Remittances from overseas Filipinos, both from migrants and workers, improved in February, marking a recovery from the virtually flat growth in January, the central bank reported Wednesday.
In a statement, the Bangko Sentral ng Pilipinas (BSP) said remittances grew by 4.9 percent to $1.320 billion in February compared with $1.258 billion in the same period last year.
Remittances in January were only $1.265 billion. That figure was just 0.1 percent higher than the previous year.
Cumulatively, remittances rose by 2.5 percent to $2.585 billion in the first two months of this year compared with $2.522 billion in the same period last year.
“Remittances have been holding up as deployment of overseas Filipino workers [OFWs] has risen during the first two months of the year while the increase in the number of reported lay-offs,” said central bank Governor Amando Tetangco Jr.
The major sources of remittances were the United States, Saudi Arabia, Canada, Japan, United Kingdom, Singapore, Italy and United Arab Emirates.
Tetangco said remittances would post a flat growth this year from $16.42 billion last year, even with continued deployment of Filipino workers.
There are widespread fears that the global financial turmoil would result in a drop in remittances as countries suffer rising unemployment.
The Philippines is one of the world’s leading sources of skilled and unskilled labor with up to nine million people, or about 10 percent of the population, living and working in 140 countries.
The money they send home has become a pillar of the Philippine economy, making up about 10 percent of the country’s gross domestic product (GDP).
But the country’s GDP growth dipped to 4.6 percent in 2008 supported mainly by private consumption particularly from remittances from OFWs.

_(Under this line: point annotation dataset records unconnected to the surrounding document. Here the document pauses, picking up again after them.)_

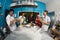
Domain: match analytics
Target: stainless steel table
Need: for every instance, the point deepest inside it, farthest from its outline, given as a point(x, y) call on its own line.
point(28, 34)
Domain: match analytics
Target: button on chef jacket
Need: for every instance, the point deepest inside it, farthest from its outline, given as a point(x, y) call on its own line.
point(8, 19)
point(44, 26)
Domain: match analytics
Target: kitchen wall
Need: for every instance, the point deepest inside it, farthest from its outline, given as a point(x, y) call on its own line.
point(54, 5)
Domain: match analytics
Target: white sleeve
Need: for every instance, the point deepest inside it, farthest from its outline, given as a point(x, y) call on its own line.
point(48, 19)
point(20, 17)
point(8, 21)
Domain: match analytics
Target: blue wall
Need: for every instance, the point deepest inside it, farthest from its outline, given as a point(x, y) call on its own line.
point(6, 5)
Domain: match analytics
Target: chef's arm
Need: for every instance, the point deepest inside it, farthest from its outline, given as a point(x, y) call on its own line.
point(12, 22)
point(48, 23)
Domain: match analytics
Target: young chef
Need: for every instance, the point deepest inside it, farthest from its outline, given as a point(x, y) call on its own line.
point(11, 20)
point(46, 21)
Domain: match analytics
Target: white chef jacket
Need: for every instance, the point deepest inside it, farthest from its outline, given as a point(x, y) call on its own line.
point(22, 18)
point(8, 19)
point(44, 26)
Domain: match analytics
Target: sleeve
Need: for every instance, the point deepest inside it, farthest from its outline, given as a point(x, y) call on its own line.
point(20, 17)
point(48, 19)
point(8, 21)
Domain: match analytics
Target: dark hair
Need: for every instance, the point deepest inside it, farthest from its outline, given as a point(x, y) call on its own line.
point(11, 10)
point(46, 11)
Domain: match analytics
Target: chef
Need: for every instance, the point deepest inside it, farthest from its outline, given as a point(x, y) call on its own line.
point(46, 21)
point(11, 20)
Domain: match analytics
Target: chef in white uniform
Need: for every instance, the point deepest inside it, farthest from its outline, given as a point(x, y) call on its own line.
point(46, 21)
point(10, 20)
point(22, 18)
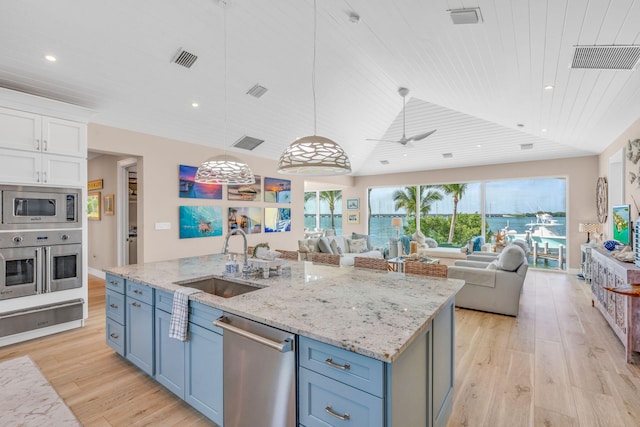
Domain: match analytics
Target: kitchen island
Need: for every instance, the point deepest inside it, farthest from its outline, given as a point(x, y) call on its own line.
point(401, 323)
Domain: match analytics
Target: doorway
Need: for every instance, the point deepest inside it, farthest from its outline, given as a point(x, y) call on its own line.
point(127, 226)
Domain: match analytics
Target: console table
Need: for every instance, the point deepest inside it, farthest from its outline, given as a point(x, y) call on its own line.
point(622, 312)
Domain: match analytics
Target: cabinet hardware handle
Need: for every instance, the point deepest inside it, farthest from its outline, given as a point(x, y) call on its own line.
point(344, 417)
point(344, 367)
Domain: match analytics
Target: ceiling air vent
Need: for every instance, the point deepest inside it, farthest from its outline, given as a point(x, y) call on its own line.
point(466, 16)
point(248, 143)
point(606, 57)
point(184, 58)
point(257, 91)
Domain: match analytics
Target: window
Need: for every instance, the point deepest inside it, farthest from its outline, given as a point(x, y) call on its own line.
point(323, 210)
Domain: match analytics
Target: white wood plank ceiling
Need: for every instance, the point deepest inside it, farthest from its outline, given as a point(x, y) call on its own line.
point(474, 83)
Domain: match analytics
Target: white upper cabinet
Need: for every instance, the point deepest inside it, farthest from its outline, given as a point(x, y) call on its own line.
point(31, 132)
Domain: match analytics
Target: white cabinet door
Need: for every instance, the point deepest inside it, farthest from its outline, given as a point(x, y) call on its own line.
point(20, 130)
point(64, 137)
point(20, 167)
point(63, 170)
point(24, 167)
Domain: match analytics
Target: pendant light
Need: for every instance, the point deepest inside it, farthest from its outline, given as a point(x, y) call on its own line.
point(314, 155)
point(224, 169)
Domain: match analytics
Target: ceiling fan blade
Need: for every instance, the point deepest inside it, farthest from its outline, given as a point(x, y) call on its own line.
point(381, 140)
point(422, 136)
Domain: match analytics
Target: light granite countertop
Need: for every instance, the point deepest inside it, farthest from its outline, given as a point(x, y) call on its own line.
point(374, 313)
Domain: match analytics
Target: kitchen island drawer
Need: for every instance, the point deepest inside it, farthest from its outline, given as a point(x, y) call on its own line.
point(115, 306)
point(324, 401)
point(115, 336)
point(164, 301)
point(345, 366)
point(203, 315)
point(142, 293)
point(115, 283)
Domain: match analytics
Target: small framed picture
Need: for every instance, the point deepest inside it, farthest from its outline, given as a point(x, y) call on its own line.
point(353, 218)
point(108, 204)
point(93, 206)
point(353, 204)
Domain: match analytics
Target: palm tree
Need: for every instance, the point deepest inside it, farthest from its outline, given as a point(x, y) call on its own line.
point(406, 199)
point(331, 197)
point(456, 191)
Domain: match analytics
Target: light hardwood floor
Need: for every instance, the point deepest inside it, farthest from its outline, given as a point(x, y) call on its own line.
point(557, 364)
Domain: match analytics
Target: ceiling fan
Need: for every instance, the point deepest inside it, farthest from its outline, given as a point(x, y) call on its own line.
point(403, 91)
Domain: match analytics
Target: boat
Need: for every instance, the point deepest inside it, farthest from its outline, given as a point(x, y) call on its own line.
point(541, 231)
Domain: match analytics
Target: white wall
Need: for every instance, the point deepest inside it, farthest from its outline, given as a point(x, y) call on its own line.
point(159, 199)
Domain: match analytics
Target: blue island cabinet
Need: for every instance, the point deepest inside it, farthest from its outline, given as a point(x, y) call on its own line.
point(139, 326)
point(338, 387)
point(191, 369)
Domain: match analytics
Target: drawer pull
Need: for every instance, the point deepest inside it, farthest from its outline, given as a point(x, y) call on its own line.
point(344, 367)
point(344, 417)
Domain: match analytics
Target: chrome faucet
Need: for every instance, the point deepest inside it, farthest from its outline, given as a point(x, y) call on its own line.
point(225, 248)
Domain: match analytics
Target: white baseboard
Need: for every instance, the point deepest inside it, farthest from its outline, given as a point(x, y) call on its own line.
point(98, 273)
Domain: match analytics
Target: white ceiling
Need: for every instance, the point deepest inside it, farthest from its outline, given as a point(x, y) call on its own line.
point(474, 83)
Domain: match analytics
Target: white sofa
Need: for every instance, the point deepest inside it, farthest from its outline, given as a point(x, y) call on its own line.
point(307, 246)
point(494, 287)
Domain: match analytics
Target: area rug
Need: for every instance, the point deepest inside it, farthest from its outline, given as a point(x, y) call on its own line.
point(27, 398)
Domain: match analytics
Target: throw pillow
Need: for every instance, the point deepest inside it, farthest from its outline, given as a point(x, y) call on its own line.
point(358, 246)
point(430, 242)
point(511, 258)
point(324, 245)
point(313, 245)
point(362, 236)
point(302, 246)
point(418, 237)
point(335, 248)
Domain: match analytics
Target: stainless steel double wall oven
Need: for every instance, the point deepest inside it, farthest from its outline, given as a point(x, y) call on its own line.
point(40, 240)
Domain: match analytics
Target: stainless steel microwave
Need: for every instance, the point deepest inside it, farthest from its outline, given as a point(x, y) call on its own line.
point(26, 207)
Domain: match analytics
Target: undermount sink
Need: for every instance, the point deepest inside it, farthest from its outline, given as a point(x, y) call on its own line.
point(220, 287)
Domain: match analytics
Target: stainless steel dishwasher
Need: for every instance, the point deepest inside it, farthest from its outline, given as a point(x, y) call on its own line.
point(259, 374)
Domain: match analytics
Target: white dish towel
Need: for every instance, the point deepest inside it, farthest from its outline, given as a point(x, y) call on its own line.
point(180, 313)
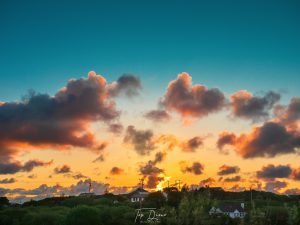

GDP—the total cost of all goods and services produced in the country in a year—was 7.3 percent in 2007.
Higher deployment
Philippine Overseas Employment Administration (POEA) said total number of deployed overseas workers rose by 27.3 percent to 283,348 in the first two months of this year, up from 222,608 in the same period in 2008.
But the Department of Labor and Employment reported that the Philippines would renew the labor management arrangement with South Korea under Employment Permit System.
The system is expected to be signed this May and would give priority in finding employment to displaced Filipinos working in South Korea.
Also, more countries are open to hiring more foreign workers, particularly Canada, Australia, Japan and some Middle East nations, such as Qatar.
More jobs are expected to open up in several sectors, particularly in health care, education, real estate and power and energy.
Tetangco said the government has also intensified its efforts to redeploy retrenched overseas Filipino workers to countries that are not as severely affected by the global financial turmoil.
Saudi Arabia and Libya—for instance—continue to hire workers in the construction and health-care industries.
Moreover, the relocation in 2010 of the US Naval forces from Okinawa, Japan to Guam could provide job opportunities to Filipino workers.
Tetangco also attributed the remittance growth to the expansion of the remittance network of the commercial banks overseas.